On a personal level, how has this war impacted your perspective on international relations, diplomacy, and the human cost of conflict?
Remember the Vedic story in which Indra defeats Vritra? Similarly to Indra, who united the heavenly army and led them into battle against demons of evil, Ukraine has united democratic forces in opposition to tyranny, authoritarianism, and neo-imperialism.
Putin’s aggression against Ukraine has fundamentally altered the architecture of European security. All the myths about security threats from the West or NATO against Russia have been dispelled by acts of aggression against an independent neighbouring state.
Putin seeks a repeat of the Yalta Conference of 1945 to divide spheres of infl uence between the world’s powers. Instead, he is destined to face a repeat of the Nuremberg and Tokyo Trials, where Nazi criminals were convicted for preparing and executing invasions into other countries and committing other war crimes during World War II. The first step toward this has been taken. In March 2023, the International Criminal Court in The Hague issued an international arrest warrant for Vladimir Putin, accusing him of the unlawful deportation and transfer of Ukrainians, including children, to Russia.

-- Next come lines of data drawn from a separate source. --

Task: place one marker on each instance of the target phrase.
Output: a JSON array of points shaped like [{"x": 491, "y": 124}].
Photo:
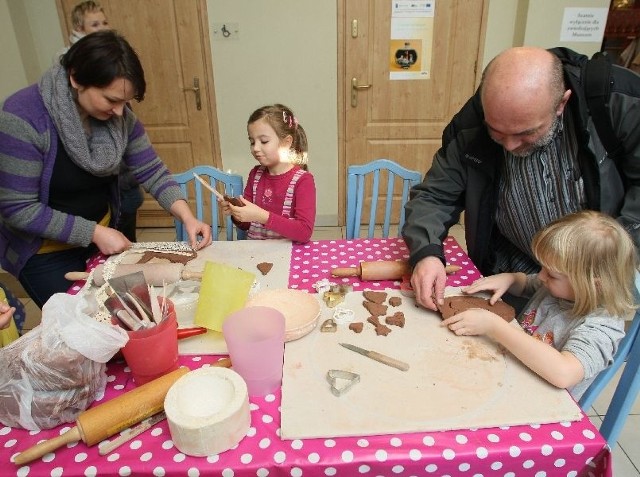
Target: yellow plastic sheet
[{"x": 224, "y": 290}]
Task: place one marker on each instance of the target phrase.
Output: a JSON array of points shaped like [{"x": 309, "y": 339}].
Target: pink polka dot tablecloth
[{"x": 569, "y": 449}]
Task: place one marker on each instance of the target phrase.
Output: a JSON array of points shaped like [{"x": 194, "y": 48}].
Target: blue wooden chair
[
  {"x": 367, "y": 177},
  {"x": 207, "y": 208},
  {"x": 628, "y": 387}
]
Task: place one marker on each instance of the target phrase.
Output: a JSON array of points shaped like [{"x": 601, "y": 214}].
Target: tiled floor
[{"x": 626, "y": 454}]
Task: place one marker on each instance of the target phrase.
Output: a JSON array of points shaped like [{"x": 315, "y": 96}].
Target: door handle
[
  {"x": 355, "y": 87},
  {"x": 196, "y": 89}
]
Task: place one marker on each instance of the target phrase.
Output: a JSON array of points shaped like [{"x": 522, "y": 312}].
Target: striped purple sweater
[{"x": 28, "y": 148}]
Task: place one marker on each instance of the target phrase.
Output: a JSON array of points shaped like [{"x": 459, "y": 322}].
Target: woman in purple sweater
[{"x": 62, "y": 142}]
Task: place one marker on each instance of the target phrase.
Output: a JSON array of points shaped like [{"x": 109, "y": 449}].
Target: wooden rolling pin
[
  {"x": 155, "y": 274},
  {"x": 109, "y": 418},
  {"x": 381, "y": 270}
]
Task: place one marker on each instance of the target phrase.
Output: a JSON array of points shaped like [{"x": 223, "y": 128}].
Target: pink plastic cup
[
  {"x": 255, "y": 340},
  {"x": 153, "y": 352}
]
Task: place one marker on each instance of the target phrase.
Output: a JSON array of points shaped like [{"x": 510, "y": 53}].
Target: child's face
[
  {"x": 94, "y": 21},
  {"x": 265, "y": 144},
  {"x": 557, "y": 284}
]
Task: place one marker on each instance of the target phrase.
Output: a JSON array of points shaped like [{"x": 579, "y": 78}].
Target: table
[{"x": 568, "y": 449}]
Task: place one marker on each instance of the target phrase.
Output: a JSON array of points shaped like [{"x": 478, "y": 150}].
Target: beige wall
[{"x": 277, "y": 57}]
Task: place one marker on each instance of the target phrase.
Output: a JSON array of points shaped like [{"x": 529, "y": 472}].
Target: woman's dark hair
[{"x": 99, "y": 58}]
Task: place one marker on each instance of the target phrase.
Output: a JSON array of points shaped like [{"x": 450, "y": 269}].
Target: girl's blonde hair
[
  {"x": 80, "y": 10},
  {"x": 284, "y": 123},
  {"x": 598, "y": 257}
]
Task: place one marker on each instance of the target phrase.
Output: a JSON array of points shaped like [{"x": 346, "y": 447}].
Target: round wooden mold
[{"x": 300, "y": 309}]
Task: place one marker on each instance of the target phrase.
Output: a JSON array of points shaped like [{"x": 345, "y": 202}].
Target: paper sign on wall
[
  {"x": 583, "y": 24},
  {"x": 411, "y": 42}
]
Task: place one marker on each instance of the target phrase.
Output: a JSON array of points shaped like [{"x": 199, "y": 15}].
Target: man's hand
[
  {"x": 428, "y": 282},
  {"x": 472, "y": 322},
  {"x": 496, "y": 284}
]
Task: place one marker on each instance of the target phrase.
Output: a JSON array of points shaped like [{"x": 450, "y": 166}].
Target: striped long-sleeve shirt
[{"x": 28, "y": 149}]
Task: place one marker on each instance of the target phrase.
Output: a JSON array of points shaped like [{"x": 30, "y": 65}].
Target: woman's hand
[
  {"x": 249, "y": 212},
  {"x": 6, "y": 313},
  {"x": 110, "y": 241},
  {"x": 196, "y": 228}
]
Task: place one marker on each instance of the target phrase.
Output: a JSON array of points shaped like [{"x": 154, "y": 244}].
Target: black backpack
[{"x": 597, "y": 88}]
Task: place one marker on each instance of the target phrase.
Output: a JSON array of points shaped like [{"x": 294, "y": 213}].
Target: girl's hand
[
  {"x": 249, "y": 212},
  {"x": 196, "y": 228},
  {"x": 225, "y": 206},
  {"x": 472, "y": 322},
  {"x": 497, "y": 284},
  {"x": 6, "y": 313}
]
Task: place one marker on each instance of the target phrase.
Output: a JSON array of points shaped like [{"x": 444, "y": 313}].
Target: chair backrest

Of course, Russia is not a signatory to the Rome Statute of the ICC, but that will not hinder the pursuit of justice. Remember the case of Serbian President Slobodan Milošević in modern history.

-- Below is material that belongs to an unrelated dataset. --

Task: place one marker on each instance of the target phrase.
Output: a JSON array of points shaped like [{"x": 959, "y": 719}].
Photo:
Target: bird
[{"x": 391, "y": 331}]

Three years into this war, initial assessments of Russian military dominance and Ukrainian vulnerability proved inaccurate. As a former military officer, what is your assessment of how this miscalculation impacted Ukraine’s strategy, and what key lessons can be learned from this war?

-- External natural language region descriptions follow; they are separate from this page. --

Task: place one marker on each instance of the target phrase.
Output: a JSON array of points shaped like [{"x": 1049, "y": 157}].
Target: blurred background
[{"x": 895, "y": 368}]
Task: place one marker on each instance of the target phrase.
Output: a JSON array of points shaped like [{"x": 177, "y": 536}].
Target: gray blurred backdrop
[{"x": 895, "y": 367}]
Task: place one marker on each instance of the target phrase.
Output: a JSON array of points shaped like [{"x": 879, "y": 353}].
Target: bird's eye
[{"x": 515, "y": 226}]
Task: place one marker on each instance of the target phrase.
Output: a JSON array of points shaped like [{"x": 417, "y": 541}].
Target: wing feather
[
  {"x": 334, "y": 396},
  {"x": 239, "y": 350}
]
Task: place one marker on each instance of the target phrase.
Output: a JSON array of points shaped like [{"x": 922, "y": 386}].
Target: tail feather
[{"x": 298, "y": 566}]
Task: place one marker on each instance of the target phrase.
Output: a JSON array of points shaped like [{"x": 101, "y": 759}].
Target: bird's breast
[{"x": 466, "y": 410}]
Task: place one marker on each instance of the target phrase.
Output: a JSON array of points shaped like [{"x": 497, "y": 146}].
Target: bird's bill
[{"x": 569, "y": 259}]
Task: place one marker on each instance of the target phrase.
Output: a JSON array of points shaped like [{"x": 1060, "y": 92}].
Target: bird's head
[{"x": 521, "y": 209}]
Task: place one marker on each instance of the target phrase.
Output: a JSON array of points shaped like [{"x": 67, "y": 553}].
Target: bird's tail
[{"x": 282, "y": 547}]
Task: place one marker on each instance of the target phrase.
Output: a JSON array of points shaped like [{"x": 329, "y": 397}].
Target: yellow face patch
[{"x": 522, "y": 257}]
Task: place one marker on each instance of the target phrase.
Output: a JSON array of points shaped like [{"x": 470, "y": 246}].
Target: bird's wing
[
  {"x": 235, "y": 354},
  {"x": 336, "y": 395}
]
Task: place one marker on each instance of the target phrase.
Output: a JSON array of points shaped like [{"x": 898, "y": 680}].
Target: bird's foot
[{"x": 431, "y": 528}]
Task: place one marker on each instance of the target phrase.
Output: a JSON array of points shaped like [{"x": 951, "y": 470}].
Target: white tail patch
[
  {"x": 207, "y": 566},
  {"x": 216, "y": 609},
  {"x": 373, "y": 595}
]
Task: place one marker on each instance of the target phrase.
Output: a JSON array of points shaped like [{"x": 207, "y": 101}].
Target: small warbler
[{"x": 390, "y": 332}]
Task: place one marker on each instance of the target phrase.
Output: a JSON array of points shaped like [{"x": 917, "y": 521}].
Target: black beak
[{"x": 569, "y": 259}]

The war has not changed Ukraine’s strategic course of becoming a full-fl edged member of the EU and NATO. On the contrary, the aggressive war unleashed by the Kremlin against Ukraine has only convinced all citizens of Ukraine, even those who previously had doubts, of the inevitability of the chosen strategic course. The example of historically neutral Finland and Sweden, which promptly joined the Alliance due to Moscow’s aggressive policies, further strengthens this confidence.
As a result of Russia’s aggression against Ukraine, bilateral relations, both state-to-state and people-to-people, have been irreparably damaged for centuries to come. Russians will have to bear the weight of regret for generations for enabling Putin’s genocide against Ukrainians.
What is the main lesson of this war? It might not have happened. If the international community had not watched with indifference the war Putin started in 2008 against Georgia, the occupation of Ukrainian Crimea in 2014, the brutal killing of civilians by Russian aviation in Syrian Aleppo, and the bloody atrocities of Russian mercenaries from Wagner Group in African countries.
Historical lessons must not be forgotten. Impunity only fuels the appetites of the aggressor.
The shadow of the collapse of the USSR looms over Russia, but there is still little time to stop and punish the tyrant.